According to analysts, Apple iPhone X expectations are still too high, despite stock pullback. Nicolas Baratte, an analyst from CLSA says iPhone X volume forecasts remain overestimated, regardless of a correction last week.

The company’s stock cut down 2.5 percent from 50 million to 30 million.  

Baratte says, “We maintain that 2017 fourth-quarter iPhone X volumes were at 30 to 35 million and we are very skeptical that volumes will increase in the first quarter of 2018.”

However, this still doesn’t change the demand and push-out of the product. He says, “consumers who wanted to get an iPhone X in December 2017 already have it.” Nonetheless, any expectations that forecast first-quarter volume over 35 million units will be too high.

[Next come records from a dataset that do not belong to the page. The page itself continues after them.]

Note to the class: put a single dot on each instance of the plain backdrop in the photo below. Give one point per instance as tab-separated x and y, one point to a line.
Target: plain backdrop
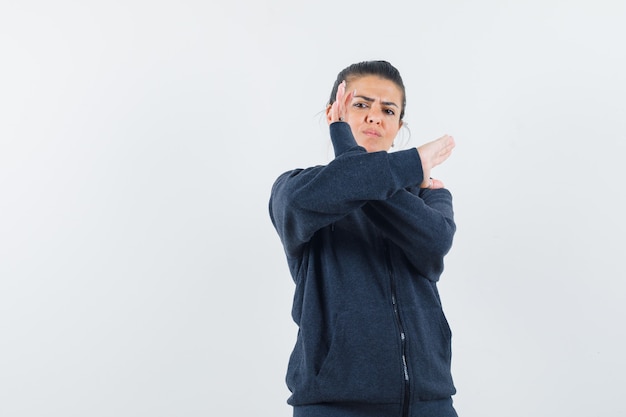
139	271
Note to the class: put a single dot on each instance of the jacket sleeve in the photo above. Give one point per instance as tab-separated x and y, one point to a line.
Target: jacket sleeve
421	223
305	200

Piper Jaffray restated its overweight rating and $200 price target on the company, following a recent survey of iPhone users. This survey reinforced Michael Olson’s expectation that a significant number of new models of iPhone will be sold in the fiscal year of 2018. This increases their confidence—”Our iPhone average selling price assumption of $720, therefore, appears achievable, increasing our confidence in revenue and earnings per share estimates.”

However, if the volume is problematic for Apple in the new year, then both Olson and Baratte agree that the price for the iPhone X should be cut. These cuts could provide a cheaper option for those who are looking for more screen space on their smartphone.